MA 355: Topics in Geometric Topology: Geometric structures
Credits: 3:0
Pre-requisites :
- Topology (MA 231)
- Introduction to Algebraic Topology (MA 232) or equivalent
- preferably MA 335 (Introduction to Hyperbolic Manifolds) or equivalent
This course would be a survey of fundamental results as well as current research. Topics will be related to the following areas: geometric structures on surfaces, hyperbolic 3-manifolds, Riemann surfaces and Teichmüller theory, and will focus on the various interactions between these fields. Students will be encouraged to explore open-ended questions and/or write related computer programs. The following is the course plan:
Part I
- A review of hyperbolic structures on surfaces
- A review of Teichmüller spaces and mapping class groups
- The topology of the PSL(2,R) representation variety
- The notion of a geometric structure or (G,X)-structure on a manifold
Part II
- Translation structures on a surface
- Holomorphic 1-forms and their periods
- An introduction to Teichmüller dynamics
Part III
- Complex projective structures on a surface
- Surface group representations into PSL(2,C)

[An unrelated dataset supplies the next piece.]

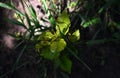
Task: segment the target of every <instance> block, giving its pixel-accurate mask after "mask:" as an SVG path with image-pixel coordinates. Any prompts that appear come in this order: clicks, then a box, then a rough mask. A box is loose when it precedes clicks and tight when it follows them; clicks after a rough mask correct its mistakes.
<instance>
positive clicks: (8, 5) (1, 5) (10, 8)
mask: <svg viewBox="0 0 120 78" xmlns="http://www.w3.org/2000/svg"><path fill="white" fill-rule="evenodd" d="M0 7H3V8H6V9H13V7H12V6H11V5H9V4H5V3H2V2H0Z"/></svg>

- The Schwarzian derivative and holomorphic quadratic differentials
- Measured laminations and Thurston’s grafting theorem
Part IV
- Other geometric structures, including affine structures and real projective structures
- The case of open surfaces.
Suggested books and references:
- W. P. Thurston, Three-dimensional Geometry and Topology, Princeton University Press, 1997.
- B. Martelli, An Introduction to Geometric Topology, CreateSpace Publishing, 2016.